Beneath the Skin: Protein- and Peptide-Based Actives in Skincare and Aesthetic Medicine
Beneath the Skin: Protein- and Peptide-Based Actives in Skincare and Aesthetic Medicine
Skin covers the vast majority of the human body surface and performs essential functions including barrier defense, immune surveillance, regulation of temperature and fluid homeostasis, and sensory perception. The mechanical properties and visible phenotype of skin are determined by a multilayer architecture in which protein networks constitute a central material basis: stratum corneum structural proteins, together with the intercellular lipid lamellae, form a low-permeability barrier; dermal extracellular matrix (ECM) proteins (dominated by collagens) and the elastic system provide a load-bearing and recoil-capable mechanical scaffold; and signaling proteins and functional peptides regulate the behavior of keratinocytes, fibroblasts, immune cells, and vascular endothelial cells via receptor-mediated signal transduction, thereby influencing inflammation resolution, collagen production, and tissue remodeling. This content is intended solely for scientific research and formulation/materials technical exchange. The proteins, peptides, and related materials mentioned herein are presented for research purposes only and are not intended to serve as a basis for use as drugs, medical devices, or for any clinical/aesthetic medical applications; no clinical claims are made regarding any injection, treatment, or efficacy.
Keywords: skin barrier; collagen; extracellular matrix; photoaging; growth factors; functional peptides; botulinum toxin type A; collagen fillers; tissue remodeling; protein purification
I. Structural Basis Linking Cutaneous Protein Systems to Visible Phenotypes
1.1 Epidermal Barrier Proteins and Stratum Corneum Homeostasis
The stratum corneum is formed through terminal differentiation of keratinocytes and is the principal structure controlling transepidermal water loss and resisting external stressors. Barrier homeostasis depends on ordered expression and crosslinking of stratum corneum–associated structural proteins, as well as the continuity and lamellar organization of intercellular lipids. Dysregulation of barrier proteins and related enzymatic systems can increase transepidermal water loss, intensify surface roughness and tightness, and lower thresholds for irritant and sensitivity responses. Such disturbances may also initiate or amplify a pro-inflammatory microenvironment, which can further impair dermal remodeling efficiency and slow recovery of visible appearance.

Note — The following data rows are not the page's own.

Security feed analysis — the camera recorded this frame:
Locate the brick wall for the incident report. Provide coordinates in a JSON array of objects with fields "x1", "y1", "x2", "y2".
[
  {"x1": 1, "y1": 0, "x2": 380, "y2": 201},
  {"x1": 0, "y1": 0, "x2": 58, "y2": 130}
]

1.2 Dermal Extracellular Matrix Proteins: Collagen and Elastic Networks
Dermal mechanics are primarily determined by the combined contribution of collagen fibers and elastic fibers. Collagen proteins form triple-helical structures that assemble into fibrillar bundles and serve as the main source of tensile strength; elastin and the microfibrillar system provide resilience and recovery from deformation. Clinically observable firmness, elasticity, and wrinkle depth generally correlate with collagen fiber abundance, degree of alignment, crosslinking state, and the integrity of the elastic system.

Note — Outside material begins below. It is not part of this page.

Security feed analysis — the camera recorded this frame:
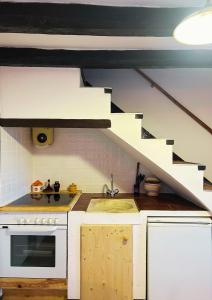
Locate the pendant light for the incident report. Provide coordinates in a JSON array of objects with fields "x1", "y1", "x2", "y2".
[{"x1": 173, "y1": 1, "x2": 212, "y2": 45}]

1.3 Collagen Homeostasis: Coupled Synthesis–Degradation–Remodeling
Collagen homeostasis is governed by the coupling of three process classes:
(1) Synthesis
Fibroblasts produce collagen precursors and complete secretion, assembly, and maturation; these processes are regulated by multiple signaling pathways and may be upregulated during repair.
(2) Degradation
Matrix metalloproteinases and related protease systems participate in degradation of collagen and other ECM components. Inflammatory mediators and oxidative stress can upregulate protease expression and alter the ECM microenvironment.
(3) Remodeling
Fiber organization, crosslink density, and interactions with proteoglycans and other matrix components determine ECM structural quality and mechanical performance. The direction and rate of remodeling directly shape the stability of the long-term aesthetic outcome.
Table 1. Key Cutaneous Protein Categories and Functional Relevance
Protein Category | Representative Components | Core Functions | Typical Visible Phenotypes |
Barrier structural proteins | Stratum corneum–associated structural proteins | Barrier formation and homeostasis; control of transepidermal water loss | Dryness, roughness, reduced tolerance, heightened sensitivity |
Extracellular matrix proteins | Collagen, elastin | Tensile strength, elasticity, structural scaffold | Loss of firmness, reduced recoil, fine lines and laxity |
Signaling proteins | Growth factors, cytokines | Repair, proliferation/migration, inflammation resolution | Delayed recovery, inflammatory erythema, uneven skin quality |
Peptide-based actives | Functional peptides, signal peptides | Pathway modulation and matrix support | Changes in fine-line appearance, texture refinement, tone uniformity |
II. How Exogenous Factors Drive “Visible Aging” Through Protein Networks
2.1 Photoaging: Canonical Pathway of Collagen Breakdown and Elastic System Damage
Ultraviolet radiation promotes reactive oxygen species generation and activates inflammation-associated signaling, thereby upregulating multiple matrix-degrading enzymes. The result is collagen fiber fragmentation, disorganization, and loosening of dermal architecture; the elastic system may also exhibit abnormal accumulation or structural rupture. With chronic cumulative exposure, typical manifestations include deeper wrinkles, increased laxity, and coarser texture.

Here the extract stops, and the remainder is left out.